I might have had second thoughts about reading Carol Topolski's first novel had I known that it was partially germinated at the David and Julia White Artists' Colony in Costa Rica. Anyway, setting aside those little prejudices, it was in fact the generally favourable mentions the book received on Simon Mayo's show that led me to pick up my signed first edition at Blackwell's.
It is the story of Brendalyn, or Brendan and Sherilyn, a couple so wrapped up in themselves that their only possible response to the 'accidental' birth of their daughter Samantha is a most monstrous form of neglect. Both fugitives from disfunctional lower-middle class backgrounds, they meet just as their new, seemingly upward-bound professional existences are taking shape and from then on go around, as one observer puts it, like two locked diaries, hand in hand.

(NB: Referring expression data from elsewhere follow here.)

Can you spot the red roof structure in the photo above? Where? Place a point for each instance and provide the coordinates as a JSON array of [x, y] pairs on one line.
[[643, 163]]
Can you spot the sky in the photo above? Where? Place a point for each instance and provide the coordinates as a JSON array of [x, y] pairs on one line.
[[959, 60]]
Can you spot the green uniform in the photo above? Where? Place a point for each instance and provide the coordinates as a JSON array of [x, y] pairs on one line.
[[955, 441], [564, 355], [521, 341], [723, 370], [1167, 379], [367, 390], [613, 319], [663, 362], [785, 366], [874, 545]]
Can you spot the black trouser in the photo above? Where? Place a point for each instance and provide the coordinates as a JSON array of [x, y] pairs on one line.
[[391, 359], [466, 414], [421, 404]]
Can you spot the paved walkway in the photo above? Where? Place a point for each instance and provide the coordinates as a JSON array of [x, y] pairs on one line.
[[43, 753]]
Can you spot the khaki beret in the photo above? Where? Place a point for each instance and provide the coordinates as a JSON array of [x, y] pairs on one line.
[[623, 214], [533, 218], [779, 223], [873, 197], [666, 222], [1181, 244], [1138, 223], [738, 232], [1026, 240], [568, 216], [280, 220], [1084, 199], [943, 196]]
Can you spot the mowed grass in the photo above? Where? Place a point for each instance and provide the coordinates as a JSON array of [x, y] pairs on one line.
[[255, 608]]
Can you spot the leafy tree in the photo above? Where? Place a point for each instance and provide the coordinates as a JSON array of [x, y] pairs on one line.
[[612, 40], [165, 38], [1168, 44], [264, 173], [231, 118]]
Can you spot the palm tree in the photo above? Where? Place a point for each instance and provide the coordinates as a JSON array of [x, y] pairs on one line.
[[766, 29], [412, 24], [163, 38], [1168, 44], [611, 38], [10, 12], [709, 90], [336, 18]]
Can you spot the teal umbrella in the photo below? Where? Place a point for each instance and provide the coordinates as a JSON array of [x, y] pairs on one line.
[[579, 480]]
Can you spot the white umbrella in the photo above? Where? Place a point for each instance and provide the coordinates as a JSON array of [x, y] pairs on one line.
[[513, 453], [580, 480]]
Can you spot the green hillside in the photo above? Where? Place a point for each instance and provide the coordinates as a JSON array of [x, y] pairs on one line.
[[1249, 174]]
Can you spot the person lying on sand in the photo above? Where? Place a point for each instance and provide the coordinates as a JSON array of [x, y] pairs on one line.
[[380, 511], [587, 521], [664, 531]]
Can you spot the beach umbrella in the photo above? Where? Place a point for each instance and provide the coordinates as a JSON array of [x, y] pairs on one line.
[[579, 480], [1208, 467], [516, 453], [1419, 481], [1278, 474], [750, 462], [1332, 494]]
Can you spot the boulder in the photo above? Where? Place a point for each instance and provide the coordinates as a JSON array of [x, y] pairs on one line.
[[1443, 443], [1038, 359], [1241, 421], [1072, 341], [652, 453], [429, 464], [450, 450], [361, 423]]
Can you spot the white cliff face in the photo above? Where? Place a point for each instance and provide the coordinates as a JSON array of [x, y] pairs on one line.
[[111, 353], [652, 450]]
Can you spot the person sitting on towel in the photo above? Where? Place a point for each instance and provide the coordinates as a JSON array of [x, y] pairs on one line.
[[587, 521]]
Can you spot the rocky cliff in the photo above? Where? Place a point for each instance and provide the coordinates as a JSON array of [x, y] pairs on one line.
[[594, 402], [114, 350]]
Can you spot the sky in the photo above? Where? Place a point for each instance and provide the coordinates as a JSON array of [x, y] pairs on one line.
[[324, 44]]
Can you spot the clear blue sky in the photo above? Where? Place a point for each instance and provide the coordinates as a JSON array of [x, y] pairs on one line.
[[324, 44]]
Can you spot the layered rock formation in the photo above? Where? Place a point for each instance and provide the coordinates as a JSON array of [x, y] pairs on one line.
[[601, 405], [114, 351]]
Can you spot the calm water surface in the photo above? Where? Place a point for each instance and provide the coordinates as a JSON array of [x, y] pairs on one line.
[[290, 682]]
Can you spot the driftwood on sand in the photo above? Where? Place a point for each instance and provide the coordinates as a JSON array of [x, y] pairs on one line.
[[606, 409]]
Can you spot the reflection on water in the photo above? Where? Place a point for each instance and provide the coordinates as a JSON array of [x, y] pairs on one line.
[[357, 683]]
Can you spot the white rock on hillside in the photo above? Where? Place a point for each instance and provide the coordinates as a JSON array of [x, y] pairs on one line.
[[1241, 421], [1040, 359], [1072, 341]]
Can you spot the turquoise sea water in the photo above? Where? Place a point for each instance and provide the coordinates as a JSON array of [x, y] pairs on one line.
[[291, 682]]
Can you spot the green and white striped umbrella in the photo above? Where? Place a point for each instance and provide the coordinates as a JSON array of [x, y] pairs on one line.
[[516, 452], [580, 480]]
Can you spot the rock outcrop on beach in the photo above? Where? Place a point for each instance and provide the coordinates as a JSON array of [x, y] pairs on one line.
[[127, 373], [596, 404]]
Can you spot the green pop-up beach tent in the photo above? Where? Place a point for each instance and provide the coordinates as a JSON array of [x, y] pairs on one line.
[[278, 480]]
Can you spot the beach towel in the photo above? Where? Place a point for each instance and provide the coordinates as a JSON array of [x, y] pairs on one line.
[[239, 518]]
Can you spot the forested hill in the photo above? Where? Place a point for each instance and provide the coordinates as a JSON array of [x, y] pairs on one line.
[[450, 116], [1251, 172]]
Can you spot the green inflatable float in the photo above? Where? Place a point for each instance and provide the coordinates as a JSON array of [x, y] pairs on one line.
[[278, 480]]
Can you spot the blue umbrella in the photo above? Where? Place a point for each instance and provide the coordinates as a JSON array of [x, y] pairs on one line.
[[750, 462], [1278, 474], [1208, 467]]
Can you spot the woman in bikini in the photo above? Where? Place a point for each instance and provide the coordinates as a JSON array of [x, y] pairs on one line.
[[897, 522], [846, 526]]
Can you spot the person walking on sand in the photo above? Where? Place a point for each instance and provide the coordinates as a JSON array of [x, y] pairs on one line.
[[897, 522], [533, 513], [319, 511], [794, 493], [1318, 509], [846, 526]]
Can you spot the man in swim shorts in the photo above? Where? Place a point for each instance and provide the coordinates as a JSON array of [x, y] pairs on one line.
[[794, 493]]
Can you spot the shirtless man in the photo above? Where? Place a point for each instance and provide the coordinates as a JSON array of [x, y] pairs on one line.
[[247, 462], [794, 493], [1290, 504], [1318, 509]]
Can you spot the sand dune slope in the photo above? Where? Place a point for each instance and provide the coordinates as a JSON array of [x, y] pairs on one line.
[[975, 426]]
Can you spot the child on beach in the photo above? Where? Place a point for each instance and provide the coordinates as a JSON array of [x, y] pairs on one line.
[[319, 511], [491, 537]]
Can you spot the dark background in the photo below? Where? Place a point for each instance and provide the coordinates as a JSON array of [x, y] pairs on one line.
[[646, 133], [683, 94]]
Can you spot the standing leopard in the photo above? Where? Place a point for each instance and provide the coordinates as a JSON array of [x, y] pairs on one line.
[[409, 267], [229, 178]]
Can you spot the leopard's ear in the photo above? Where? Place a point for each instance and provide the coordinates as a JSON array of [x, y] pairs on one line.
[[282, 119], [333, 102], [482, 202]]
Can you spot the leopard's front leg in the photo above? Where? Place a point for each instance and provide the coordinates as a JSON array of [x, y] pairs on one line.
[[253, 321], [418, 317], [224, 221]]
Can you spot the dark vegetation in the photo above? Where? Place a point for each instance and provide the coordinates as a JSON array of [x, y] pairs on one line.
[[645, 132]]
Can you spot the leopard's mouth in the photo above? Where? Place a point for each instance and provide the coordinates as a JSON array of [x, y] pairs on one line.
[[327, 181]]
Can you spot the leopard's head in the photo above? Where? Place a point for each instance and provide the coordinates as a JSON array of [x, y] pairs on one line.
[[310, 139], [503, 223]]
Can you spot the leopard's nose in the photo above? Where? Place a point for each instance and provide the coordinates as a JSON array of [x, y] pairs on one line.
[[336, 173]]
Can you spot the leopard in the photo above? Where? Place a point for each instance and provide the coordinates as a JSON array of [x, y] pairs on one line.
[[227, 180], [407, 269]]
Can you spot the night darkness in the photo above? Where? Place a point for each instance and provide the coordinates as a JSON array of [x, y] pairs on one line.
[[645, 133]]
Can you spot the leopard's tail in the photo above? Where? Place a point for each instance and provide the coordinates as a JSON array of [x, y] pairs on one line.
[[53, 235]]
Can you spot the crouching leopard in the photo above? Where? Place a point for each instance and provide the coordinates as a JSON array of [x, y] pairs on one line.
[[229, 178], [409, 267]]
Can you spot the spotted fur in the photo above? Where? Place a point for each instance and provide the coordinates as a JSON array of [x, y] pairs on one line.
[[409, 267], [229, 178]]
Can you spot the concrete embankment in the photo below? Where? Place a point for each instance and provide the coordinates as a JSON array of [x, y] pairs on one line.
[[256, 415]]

Their disaster of parenthood and the trial that results are recounted by a sequence of voices: nosy neighbours, family members, colleagues, jurors and prison warders. The narrative picks up enough momentum through the first of these to carry the reader through, but the perspectives are of mixed interest and quality and one quickly has a sense that Topolski's structure is permitting her only to glance across the surface of some of the deeper insights such a tale might harbour. I fancy the novel could feed a decent movie screenplay, but its writer would need to look a bit deeper into its themes of transgression and family connections.